“That’s one hell of a hard-on, all right,” Becker said.

The barrel reached an angle of almost forty-five degrees, stopped. Along with everyone else around, Becker turned away: from it, covered his ears, opened his mouth.

The blast was like nothing he’d ever imagined. It sucked all the air out of his lungs, shook him like a terrier shaking a rat. Stunned, he staggered, stumbled, sat down hard on the ground. His head roared. He wondered if he would ever hear anything through that oceanic clamor again. But he could still see. Sprawled in the dirt beside him, Michael Arenswald gave a big thumbs-up.

A radar technician on the grounded transport ship 67th Emperor Sohrheb stared at the screen in front of him, hissed in dismay. Automatic alarms began to yammer even before Breltan shrieked, “Missile incoming!” A warning had come down that the Big Uglies were playing with missiles, but he’d never expected to encounter one of their toys so soon. He raised both eye turrets to the ceiling in bemusement. The Big Uglies just weren’t like the Race. They were always in a hurry.

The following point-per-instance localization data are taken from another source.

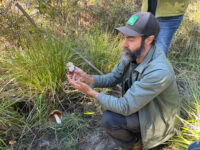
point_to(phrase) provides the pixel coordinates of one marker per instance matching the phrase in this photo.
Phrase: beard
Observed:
(127, 55)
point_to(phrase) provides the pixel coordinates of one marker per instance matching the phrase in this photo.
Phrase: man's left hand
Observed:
(78, 84)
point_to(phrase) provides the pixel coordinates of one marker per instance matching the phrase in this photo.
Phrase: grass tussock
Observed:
(41, 66)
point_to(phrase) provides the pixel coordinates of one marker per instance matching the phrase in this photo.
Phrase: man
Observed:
(169, 14)
(150, 99)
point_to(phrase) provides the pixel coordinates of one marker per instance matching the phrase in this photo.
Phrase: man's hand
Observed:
(78, 84)
(79, 74)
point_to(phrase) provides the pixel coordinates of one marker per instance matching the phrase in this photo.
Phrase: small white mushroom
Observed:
(70, 66)
(55, 116)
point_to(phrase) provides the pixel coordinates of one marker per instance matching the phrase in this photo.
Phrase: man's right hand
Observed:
(79, 74)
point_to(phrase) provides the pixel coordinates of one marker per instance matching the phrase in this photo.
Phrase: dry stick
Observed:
(117, 88)
(43, 31)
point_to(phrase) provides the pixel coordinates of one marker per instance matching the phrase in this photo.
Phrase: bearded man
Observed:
(147, 109)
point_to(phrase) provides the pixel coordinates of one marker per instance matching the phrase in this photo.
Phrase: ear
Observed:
(150, 39)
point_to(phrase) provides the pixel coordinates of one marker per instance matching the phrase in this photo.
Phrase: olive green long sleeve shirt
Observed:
(153, 94)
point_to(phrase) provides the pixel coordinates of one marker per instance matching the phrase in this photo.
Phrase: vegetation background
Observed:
(33, 75)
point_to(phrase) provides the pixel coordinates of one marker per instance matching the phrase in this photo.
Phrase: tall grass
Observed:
(40, 66)
(190, 123)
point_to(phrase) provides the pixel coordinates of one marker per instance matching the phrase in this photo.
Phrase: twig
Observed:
(43, 31)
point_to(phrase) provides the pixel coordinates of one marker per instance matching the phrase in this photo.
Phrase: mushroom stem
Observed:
(57, 119)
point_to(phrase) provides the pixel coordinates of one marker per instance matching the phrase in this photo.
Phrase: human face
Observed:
(133, 47)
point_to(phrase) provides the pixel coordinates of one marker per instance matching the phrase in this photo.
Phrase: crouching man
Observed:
(150, 100)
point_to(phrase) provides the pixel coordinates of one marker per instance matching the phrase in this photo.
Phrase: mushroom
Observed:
(70, 66)
(12, 143)
(55, 116)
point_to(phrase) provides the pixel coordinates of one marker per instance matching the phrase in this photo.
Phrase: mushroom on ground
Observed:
(55, 116)
(70, 66)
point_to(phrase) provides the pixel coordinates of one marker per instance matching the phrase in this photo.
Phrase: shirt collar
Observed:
(146, 60)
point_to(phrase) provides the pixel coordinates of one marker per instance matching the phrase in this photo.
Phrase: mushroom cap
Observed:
(51, 115)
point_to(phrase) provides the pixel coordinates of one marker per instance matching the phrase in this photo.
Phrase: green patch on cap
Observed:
(132, 20)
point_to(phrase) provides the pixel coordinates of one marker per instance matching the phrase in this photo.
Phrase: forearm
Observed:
(94, 94)
(89, 79)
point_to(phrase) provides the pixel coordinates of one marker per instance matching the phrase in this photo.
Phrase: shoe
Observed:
(137, 145)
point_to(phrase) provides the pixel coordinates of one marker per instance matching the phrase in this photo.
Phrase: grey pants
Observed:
(125, 131)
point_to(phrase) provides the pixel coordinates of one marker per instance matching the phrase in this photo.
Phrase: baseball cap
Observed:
(141, 24)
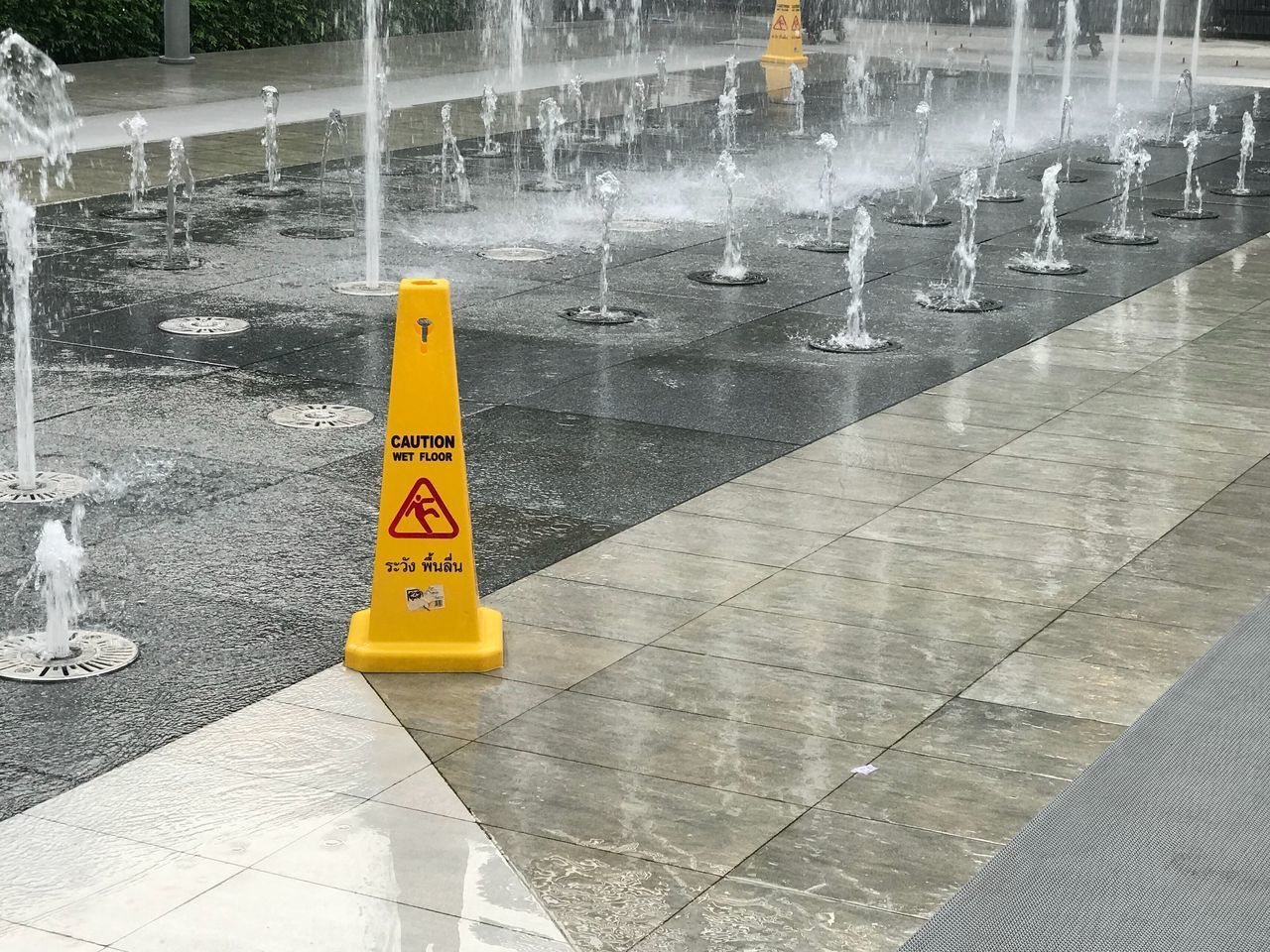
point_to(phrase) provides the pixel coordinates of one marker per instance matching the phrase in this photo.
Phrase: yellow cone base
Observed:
(388, 656)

Their missile was in a hurry, too, chewing away the distance to the grounded ships. Breltan’s jaws opened again, this time in amusement. So the Tosevites had discovered missiles, had they? Well and good, but they hadn’t yet discovered that missiles too could be killed.

No sooner had that thought crossed his mind than the radars showed missiles leaping up to smash the intruder. Breltan laughed again, said, “You’ll have to do better than that, Big Uglies.”

A missile, as a rule, is a flimsy thing, no stronger than it has to be-any excess weight degrades performance. If another missile-or even a fragment hurled from an exploding warhead-hits it, odds are it will be wrecked.

The shell from Dora, however, had to be armored to withstand the monstrous force that had sent it on its way. A missile exploded a couple of meters from it. The fragments bounced off its brass sides. Another missile struck it a glancing blow before exploding and spun away, ruined.

The shell, undisturbed, flew on.

Breltan watched the radar screen in disbelief mixed with equal measures of horror and fascination. “It can’t do that,” he said. But it could-the Tosevite missile shrugged off everything the Race threw at it and kept coming. Coming right at Breltan.

“Emperor save me,” he whimpered, and dove under his seat in the approved position for protection against attack from the air.

The shell landed about ten meters in front of the 67th Emperor Sohrheb. Just under a tonne of its mass was high explosives. The rest, in a time measured in microseconds, turned to knife-edged, red-hot fragments of every shape and size.

Like all starships of the invasion fleet, the 67th Emperor Sohrheb drew its primary power from an atomic pile. But, like most of the ships that landed on Tosev 3, it used a fair part of the energy from that pile to electrolyze water into oxygen and the hydrogen that fueled the Race’s air and ground vehicles.

When it blew, it blew sky-high. No one ever found a trace of Breltan-or his seat.

The fireball was big enough to be visible across sixty kilometers. When it lit up the northern horizon, the men of Heavy Artillery Battalion Dora screamed with: delight, loud enough for Karl Becker to hear them even with his abused ears. “Hit! Hit! Hit!” he shouted, and danced in a clumsy circle with Michael Arenswald.

“Now that’s what I call an orgasm,” Arenswald yelled.

The brigadier commanding the heavy artillery battalion climbed up onto the immense gun carriage, megaphone in hand. “Back to it!” he bawled to his capering crew. “We want to hit them again before they hit us.”

Nothing could have been better calculated to send the battalion back to work at full speed. Unlike a tank gun, Dora could not traverse. A locomotive attached to the front end of the carriage moved forward a few meters, pulling nearly 1,500 tonnes of cannon and mounting along the curved track into its preplanned next firing position.

Even as the flagman brought the engine to a halt right at the mark painted on the track, Becker was dashing forward to make sure the gun carnage had remained level after the stress of the round and the move. The bubbles in the spirit levels at all four corners of the carriage hadn’t stirred a millimeter. He waved up to the reloading gang. “All good here!”

The long barrel lifted a degree or two. A crane was already lifting the expended shell casing out Of the breech. “Clear be-low!” the crane operator shouted. Men scattered. The casing thudded to the ground beside the gun carriage. That wasn’t the way the manuals said to get rid of such casings, but it was the fastest way. The crane swung to pick up a new shell.

Karl Becker kept an eye on his watch. Twenty-nine minutes after Dora spoke for the first time, the great gun spoke again.